I shake my head. “Shock treatment for McMurphy?”
“How do you know that?” demands Spivey.
“It’s in the book. And I’ll tell you something else,” I add, with smug satisfaction. “McMurphy, there man you are zapping, is the star of this book.”
“Very interesting.” Spivey folds his arms. “You know what I think?”
It seems like a loaded question so I do not respond.
“I think,” Spivey continues, “that you are suffering from paranoid delusions. I don’t know how you got here, but the good news is, you are in the right place.” He smiles triumphantly.
I shudder.
Says Spivey, “Out of professional curiosity, who, may I ask, is the author of the book you think I’m in?”
“Ken Kesey.”
“Really?”
“Truly.”
Spivey grins. “Mister Kesey happens to be one of our employees. He works the night shift. Perhaps you met him during your, uh, inspection?”
I shake my head “Where are we?”
“Conversationally?”
“No, I mean geographically.”
“Well, didn’t Mister Kesey tell you in his book?”
For a moment, I think Dr. Spivey is starting to believe me. “I’m not sure where it takes place.”
Nurse Ratched enters, whispers into Dr. Spivey’s ear and quickly departs.
“We’re in Menlo Park, California,” says Dr. Spivey. “I just learned that you are not a patient here. But I think we can help you if you would like to stay.”
I breathe a sigh of relief. It’s not that I think they can be of any help to me. But in the absence of committal papers, they are not allowed to keep me here.
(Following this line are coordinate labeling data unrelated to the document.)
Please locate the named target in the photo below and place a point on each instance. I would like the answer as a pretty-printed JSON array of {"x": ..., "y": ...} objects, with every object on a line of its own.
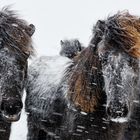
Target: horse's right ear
[
  {"x": 30, "y": 30},
  {"x": 61, "y": 42}
]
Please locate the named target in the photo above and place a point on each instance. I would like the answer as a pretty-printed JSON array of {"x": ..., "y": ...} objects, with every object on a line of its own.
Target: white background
[{"x": 63, "y": 19}]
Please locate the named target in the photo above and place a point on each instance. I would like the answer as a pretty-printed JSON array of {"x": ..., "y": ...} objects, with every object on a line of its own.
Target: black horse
[
  {"x": 70, "y": 48},
  {"x": 15, "y": 49},
  {"x": 81, "y": 99}
]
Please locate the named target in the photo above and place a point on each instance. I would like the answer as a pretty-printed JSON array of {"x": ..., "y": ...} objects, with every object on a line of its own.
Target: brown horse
[
  {"x": 80, "y": 99},
  {"x": 15, "y": 49}
]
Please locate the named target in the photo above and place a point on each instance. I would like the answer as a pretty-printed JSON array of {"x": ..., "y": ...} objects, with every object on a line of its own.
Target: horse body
[
  {"x": 98, "y": 86},
  {"x": 15, "y": 48}
]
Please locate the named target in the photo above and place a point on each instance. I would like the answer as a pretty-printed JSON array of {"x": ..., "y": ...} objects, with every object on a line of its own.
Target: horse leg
[
  {"x": 5, "y": 129},
  {"x": 33, "y": 131}
]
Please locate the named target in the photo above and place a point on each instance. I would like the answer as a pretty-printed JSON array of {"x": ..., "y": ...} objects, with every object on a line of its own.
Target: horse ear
[
  {"x": 78, "y": 44},
  {"x": 61, "y": 42},
  {"x": 30, "y": 30}
]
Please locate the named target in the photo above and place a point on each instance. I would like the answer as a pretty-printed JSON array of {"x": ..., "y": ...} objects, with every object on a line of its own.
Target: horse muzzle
[
  {"x": 117, "y": 110},
  {"x": 10, "y": 118},
  {"x": 11, "y": 110}
]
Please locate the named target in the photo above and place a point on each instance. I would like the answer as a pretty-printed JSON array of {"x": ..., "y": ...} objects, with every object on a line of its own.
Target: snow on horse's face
[
  {"x": 15, "y": 48},
  {"x": 119, "y": 55}
]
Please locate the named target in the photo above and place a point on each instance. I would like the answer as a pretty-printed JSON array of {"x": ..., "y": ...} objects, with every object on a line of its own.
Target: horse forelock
[
  {"x": 123, "y": 31},
  {"x": 13, "y": 34},
  {"x": 85, "y": 81}
]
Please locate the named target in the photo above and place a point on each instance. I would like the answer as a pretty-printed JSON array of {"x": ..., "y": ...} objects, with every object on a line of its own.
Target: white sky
[{"x": 61, "y": 19}]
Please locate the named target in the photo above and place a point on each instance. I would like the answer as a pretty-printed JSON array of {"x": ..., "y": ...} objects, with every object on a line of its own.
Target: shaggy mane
[
  {"x": 123, "y": 30},
  {"x": 14, "y": 33},
  {"x": 86, "y": 81}
]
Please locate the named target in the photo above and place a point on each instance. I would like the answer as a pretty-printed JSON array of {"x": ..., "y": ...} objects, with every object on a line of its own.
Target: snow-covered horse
[
  {"x": 70, "y": 48},
  {"x": 81, "y": 99},
  {"x": 15, "y": 49}
]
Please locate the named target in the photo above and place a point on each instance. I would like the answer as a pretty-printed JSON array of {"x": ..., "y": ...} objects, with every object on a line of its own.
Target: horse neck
[{"x": 85, "y": 84}]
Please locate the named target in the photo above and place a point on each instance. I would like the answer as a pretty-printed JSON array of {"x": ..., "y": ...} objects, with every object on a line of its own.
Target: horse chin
[{"x": 11, "y": 118}]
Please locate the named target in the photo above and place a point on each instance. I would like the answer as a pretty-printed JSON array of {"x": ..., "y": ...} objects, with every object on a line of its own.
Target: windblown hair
[
  {"x": 81, "y": 87},
  {"x": 15, "y": 33},
  {"x": 85, "y": 85},
  {"x": 123, "y": 31}
]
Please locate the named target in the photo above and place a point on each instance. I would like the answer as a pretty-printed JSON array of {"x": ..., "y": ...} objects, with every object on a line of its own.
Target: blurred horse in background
[
  {"x": 70, "y": 48},
  {"x": 15, "y": 49}
]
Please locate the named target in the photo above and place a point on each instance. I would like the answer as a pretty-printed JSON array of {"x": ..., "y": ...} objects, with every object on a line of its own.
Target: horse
[
  {"x": 93, "y": 97},
  {"x": 70, "y": 48},
  {"x": 15, "y": 49}
]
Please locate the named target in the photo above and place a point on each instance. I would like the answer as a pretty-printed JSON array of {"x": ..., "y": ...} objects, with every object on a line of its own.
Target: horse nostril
[{"x": 117, "y": 110}]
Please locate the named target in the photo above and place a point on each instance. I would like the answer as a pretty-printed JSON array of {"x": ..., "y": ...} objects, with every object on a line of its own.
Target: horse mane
[
  {"x": 86, "y": 79},
  {"x": 123, "y": 30},
  {"x": 14, "y": 33}
]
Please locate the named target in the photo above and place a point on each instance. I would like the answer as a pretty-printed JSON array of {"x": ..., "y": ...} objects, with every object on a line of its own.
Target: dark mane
[
  {"x": 15, "y": 33},
  {"x": 123, "y": 31},
  {"x": 86, "y": 80}
]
“We have a special program, sponsored by the United States Government. Maybe you heard about it from Mister Kesey and that’s why you’re here?”
I remain silent.
“We need volunteers for our program,” Spivey adds. “Might you be interested?”
“Would I get to meet Ken Kesey?”
Dr. Spivey nods. “Aside from working night shift, he is also a volunteer for our special program.”
“What is it?” I ask.
“We call it MKUltra,” says Spivey. “A scientific study into altered mental states.” He winks. “Kind of like what you’re already experiencing. In fact, when you first started talking, I thought maybe you were already one of our volunteers that got lost and ended up in this ward by accident.”